Comparative Analysis of Model-based and Traditional Systems Engineering Approaches for Architecting a Robotic Space System through Automatic Information Transfer

This study seeks to compare the quantity of information that is automatically transferred through the associations generated using a model-based systems engineering (MBSE) approach versus a traditional systems engineering approach to measure the benefits of MBSE in architecting a robotic space system. An MBSE approach was applied to architecting an orbiting sample Capture and Orient Module (COM) system concept for a Capture, Containment, and Return System (CCRS) payload concept for Mars Sample Return (MSR). An architecting process was established, covering architecture of the system, subsystem, and assembly levels of the system.
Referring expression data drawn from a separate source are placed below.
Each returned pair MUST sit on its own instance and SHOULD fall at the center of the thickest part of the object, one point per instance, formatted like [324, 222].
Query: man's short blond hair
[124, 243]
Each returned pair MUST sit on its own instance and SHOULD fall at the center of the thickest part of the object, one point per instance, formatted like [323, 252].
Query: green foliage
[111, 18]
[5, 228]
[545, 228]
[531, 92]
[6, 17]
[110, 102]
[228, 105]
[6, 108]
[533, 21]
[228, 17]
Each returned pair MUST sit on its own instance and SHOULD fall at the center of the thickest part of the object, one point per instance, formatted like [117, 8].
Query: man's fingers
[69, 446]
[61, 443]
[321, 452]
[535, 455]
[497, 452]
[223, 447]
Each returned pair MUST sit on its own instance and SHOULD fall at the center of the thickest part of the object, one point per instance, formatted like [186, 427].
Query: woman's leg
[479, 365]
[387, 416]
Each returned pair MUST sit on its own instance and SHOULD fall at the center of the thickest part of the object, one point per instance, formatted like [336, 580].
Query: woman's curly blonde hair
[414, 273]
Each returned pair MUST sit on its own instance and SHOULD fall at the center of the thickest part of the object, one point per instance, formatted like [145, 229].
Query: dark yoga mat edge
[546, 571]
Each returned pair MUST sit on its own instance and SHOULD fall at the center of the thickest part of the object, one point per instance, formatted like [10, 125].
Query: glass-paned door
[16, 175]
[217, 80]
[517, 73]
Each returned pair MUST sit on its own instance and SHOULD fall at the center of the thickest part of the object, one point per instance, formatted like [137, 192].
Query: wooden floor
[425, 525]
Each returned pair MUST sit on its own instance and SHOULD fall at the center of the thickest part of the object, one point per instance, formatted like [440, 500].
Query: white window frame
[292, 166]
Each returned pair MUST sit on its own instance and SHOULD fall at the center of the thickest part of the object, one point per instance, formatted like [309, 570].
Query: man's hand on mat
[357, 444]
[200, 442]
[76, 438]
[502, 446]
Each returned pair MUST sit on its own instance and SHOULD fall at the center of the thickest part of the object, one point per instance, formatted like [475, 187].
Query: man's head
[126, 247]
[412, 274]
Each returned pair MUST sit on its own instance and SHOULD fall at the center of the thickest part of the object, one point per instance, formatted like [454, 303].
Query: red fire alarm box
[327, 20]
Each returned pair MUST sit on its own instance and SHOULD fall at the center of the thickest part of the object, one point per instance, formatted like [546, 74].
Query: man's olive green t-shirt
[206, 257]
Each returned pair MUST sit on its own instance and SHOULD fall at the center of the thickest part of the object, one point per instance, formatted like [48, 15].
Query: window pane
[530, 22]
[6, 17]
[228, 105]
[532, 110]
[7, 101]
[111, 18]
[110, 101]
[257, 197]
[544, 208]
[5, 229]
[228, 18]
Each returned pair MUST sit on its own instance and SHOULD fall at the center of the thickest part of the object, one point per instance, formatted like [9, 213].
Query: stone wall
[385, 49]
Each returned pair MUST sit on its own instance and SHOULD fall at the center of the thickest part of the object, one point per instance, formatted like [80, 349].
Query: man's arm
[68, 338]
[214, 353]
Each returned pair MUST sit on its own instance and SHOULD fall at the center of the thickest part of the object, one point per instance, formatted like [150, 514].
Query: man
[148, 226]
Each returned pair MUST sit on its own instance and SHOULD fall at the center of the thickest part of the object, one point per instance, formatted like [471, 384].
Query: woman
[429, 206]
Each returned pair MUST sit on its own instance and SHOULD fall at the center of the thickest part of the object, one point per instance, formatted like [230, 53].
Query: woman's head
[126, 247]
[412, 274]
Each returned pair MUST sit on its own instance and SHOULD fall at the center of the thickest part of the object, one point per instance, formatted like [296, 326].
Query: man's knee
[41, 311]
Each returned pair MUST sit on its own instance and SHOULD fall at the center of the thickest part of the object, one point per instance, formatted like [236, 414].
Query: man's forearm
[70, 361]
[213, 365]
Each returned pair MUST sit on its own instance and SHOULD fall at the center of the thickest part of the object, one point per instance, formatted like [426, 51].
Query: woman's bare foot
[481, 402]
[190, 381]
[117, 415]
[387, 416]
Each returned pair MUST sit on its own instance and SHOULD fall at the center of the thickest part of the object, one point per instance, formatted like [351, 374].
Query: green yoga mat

The process involved defining the structural, behavioral, data, and requirements perspectives for each system level, along with trade studies and peer reviews between each level. The architecting process was carried out to define the COM system architecture using both MBSE and non-MBSE approaches in parallel in order to provide a side-by-side comparison of the approaches. The approaches were analyzed using design structure matrices and evaluated based on the amount of information transferred between process tasks manually (e.g., elements physically typed into text boxes in a presentation slide) vs automatically (e.g., elements automatically filled out within a block in a model view due to explicitly defined element associations). A total of 4,819 information element transfers were traced in the DSMs and used to quantitatively compare the two approaches. The non-MBSE approach required manual transfer for all 4,819 information elements. The MBSE approach required manual transfer for 4,189 information elements and automatic transfer for 630 information elements, providing a minor increase in the automation of information transfer relative to the non-MBSE approach. Incorporating the use of additional MBSE artifacts into the trade study and peer review tasks, manual transfer could potentially be reduced to 931 information elements, and automatic transfer increased to 3,888 information elements. Automation of information transfer has the potential to improve communication of information and reduce errors that could later lead to costly process iterations, rework, and design changes. Demonstrating increased automatic information transfer can help communicate the benefits of MBSE in architecting robotic space systems and strengthen the case for adopting MBSE within the broader systems engineering community.